Home Olahraga Tes Peak Pelatnas BMX, Jasmine Lewati Rintangan Pro Section

Tes Peak Pelatnas BMX, Jasmine Lewati Rintangan Pro Section

0
Sekretaris Umum (Sekum) ISSI Sumsel Andy Moturua bersama atlet Pelatnas balap sepeda asal Sumsel, Jasmine Azzahra.

PALEMBANG, PE – Catatan positif diraih atlet balap sepeda asal Sumatera Selatan (Sumsel), Jasmine Azzahra, yang tergabung dalam Tim Nasional (Timnas) BMX, yang menggelar Tes Peak Power (rutinitas) di Banyuwangi, Jawa Timur.

Tes Peak Power digelar untuk memantau kondisi terbaru atlet BMX yang tidak bisa berlatih maksimal, karena pandemi Covid-19. Selain Jasmine Azzahra, ada lima pebalap BMX nasional yang mengikuti tes tersebut, yaitu I Gusti Bagus Saputra, Rio Akbar, Toni Syarifudin, Pasha dan Amellya Nursyifa.

Ketua Ikatan Sport Sepeda Indonesia (ISSI) Provinsi Sumatera Selatan (Sumsel) Leonardi Sohe melalui Sekretaris Umum (Sekum) Andy Moturua mengatakan, Jasmine sudah lima bulan mengikuti Pelatihan Nasional (Pelatnas) Pengurus Besar (PB) ISSI yang dilaksanakan di Banyuwangi.

“Kemarin Jasmine atlet balap sepeda Sumsel mengikuti Tes Peak Power di Banyuwangi bersama atlet Pelatnas BMX Indonesia lainnya.

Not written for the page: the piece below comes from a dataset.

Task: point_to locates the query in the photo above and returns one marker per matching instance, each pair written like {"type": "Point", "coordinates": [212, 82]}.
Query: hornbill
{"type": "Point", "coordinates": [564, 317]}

Hasilnya, Jasmine berhasil melewati rintangan Pro Section atau Big Jump, jalur yang hanya dilewati oleh Elite Men dan mempunyai kesulitan yang cukup tinggi,” kata Andy Moturua, Minggu (28/6).

Menurut Andy, capaian yang ditorehkan Jasmine terbilang hebat, karena rintangan Pro Section di Banyuwangi mempunyai kesulitan yang paling tinggi dari tiga sirkuit yang ada. Apalagi, Jasmine baru berusia 16 tahun.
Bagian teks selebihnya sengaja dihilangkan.